This tiny sunflower must have been plantedby a bird that dropped a seed.
A wild mallow popped up close to the garage. It is a very inhospitable spot, close to the garage, under a big rock and up against the driveway. I plan to collect some seeds and try my luck with this plant next year. It would be funny if it refuses to grow when I try to baby it in good soil.
On either end of this flower bed are pale purple wild asters. If I were a faithful weeder,
I would have missed watching the bees going crazy on the tiny perfect flowers.
Every year, the parsley come back in waves. It's a biannual, so there are usually one-year seedligs and two-year plants producing seeds growing at the same time. This past winter was very cold with no snow cover for the first half, and all the parent plants died (as well as roses and butterfly bush). But the seeds survived just fine, and now there is a new wave of parsley plants that will produce seed next year. I don't have the heart to pull it all out, even though it's crowding the walking path.

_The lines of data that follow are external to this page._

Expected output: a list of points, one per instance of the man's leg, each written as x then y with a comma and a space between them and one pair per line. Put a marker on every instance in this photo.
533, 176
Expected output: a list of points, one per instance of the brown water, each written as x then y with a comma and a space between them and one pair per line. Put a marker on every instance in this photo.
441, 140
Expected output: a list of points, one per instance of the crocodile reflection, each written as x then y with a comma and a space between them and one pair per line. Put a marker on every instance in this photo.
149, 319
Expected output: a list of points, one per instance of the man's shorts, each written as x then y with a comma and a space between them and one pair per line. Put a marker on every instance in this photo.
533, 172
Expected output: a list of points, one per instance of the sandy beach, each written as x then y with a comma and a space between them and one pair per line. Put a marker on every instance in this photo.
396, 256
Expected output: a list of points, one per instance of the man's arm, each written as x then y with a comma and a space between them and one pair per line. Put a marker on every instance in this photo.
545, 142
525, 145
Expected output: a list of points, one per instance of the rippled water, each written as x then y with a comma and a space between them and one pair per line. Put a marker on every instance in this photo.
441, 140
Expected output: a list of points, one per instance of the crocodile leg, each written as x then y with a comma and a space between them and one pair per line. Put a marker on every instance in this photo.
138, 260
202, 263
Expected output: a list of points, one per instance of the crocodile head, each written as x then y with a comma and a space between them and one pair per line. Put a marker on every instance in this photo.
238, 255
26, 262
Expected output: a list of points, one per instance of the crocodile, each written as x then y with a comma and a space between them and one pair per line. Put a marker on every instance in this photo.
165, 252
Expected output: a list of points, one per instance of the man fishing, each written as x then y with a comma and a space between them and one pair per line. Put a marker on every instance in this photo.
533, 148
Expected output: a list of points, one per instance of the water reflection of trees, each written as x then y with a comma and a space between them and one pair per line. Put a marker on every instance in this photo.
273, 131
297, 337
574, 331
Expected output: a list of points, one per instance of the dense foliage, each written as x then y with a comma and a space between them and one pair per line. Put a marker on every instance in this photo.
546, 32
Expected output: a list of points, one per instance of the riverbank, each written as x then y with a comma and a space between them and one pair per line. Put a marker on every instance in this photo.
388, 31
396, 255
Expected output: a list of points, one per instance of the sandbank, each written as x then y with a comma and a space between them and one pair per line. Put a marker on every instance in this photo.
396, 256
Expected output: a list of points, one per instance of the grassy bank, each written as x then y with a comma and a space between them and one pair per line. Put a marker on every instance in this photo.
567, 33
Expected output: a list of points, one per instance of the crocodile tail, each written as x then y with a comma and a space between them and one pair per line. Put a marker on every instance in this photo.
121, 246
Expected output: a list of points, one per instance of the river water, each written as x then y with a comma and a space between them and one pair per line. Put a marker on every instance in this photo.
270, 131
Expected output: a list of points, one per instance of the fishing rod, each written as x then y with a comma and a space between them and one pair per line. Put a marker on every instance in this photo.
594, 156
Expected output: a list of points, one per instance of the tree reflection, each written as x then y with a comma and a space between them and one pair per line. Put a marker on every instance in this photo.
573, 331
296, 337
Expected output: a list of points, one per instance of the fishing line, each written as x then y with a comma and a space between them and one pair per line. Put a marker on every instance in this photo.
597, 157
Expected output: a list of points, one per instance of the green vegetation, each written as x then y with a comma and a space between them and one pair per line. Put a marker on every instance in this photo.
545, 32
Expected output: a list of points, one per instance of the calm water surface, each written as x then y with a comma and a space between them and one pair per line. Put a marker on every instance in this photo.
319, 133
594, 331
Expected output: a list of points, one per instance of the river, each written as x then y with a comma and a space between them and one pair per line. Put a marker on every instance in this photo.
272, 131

I didn't plant these two pink petunias. They are notoriously hard to start from seed, even inside.
So it's some kind of miracle that they somehow reseeded and are thriving in the garden.

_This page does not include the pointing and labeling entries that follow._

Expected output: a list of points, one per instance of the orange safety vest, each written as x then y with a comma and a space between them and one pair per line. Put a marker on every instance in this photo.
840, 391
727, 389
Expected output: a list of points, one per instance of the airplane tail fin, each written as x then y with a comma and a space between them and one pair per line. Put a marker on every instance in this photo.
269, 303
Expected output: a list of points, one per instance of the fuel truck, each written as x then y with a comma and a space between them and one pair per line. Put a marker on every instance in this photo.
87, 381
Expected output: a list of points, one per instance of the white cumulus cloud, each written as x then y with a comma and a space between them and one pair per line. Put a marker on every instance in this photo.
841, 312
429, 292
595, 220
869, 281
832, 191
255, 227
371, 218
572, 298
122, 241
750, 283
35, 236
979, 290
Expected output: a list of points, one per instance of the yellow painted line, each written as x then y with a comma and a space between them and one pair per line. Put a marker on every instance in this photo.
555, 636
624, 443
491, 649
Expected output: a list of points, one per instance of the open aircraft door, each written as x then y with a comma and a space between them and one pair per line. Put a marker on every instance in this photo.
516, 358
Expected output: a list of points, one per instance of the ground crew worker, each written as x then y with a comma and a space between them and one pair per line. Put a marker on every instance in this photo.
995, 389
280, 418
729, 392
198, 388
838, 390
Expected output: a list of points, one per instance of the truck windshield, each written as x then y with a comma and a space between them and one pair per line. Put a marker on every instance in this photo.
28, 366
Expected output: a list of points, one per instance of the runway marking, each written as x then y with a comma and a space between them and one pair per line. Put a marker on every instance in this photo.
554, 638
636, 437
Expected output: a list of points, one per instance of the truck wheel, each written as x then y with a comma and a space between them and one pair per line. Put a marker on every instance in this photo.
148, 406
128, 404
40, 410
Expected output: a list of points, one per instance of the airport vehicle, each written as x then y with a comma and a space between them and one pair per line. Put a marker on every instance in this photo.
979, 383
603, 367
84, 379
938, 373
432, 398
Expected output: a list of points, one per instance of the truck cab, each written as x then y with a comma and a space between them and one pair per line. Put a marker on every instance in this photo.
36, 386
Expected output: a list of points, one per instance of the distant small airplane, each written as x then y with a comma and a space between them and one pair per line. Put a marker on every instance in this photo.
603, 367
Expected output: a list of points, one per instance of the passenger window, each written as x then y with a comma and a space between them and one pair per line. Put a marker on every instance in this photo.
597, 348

The seedum spilling out onto the driveway has its origins in a tiny crack between the wooden beams
and the driveway. An inhospitable spot if I ever saw one. Yet it is happily lending a soft edge to an otherwise barren spot. We wanted to get our drivway re-paved, but I put it off because the sedum would have been destroyed.
Annual poppies came up beside the Jerusalem artichoke.
Don't know where they came from, but I'm saving seeds to scatter elsewhere.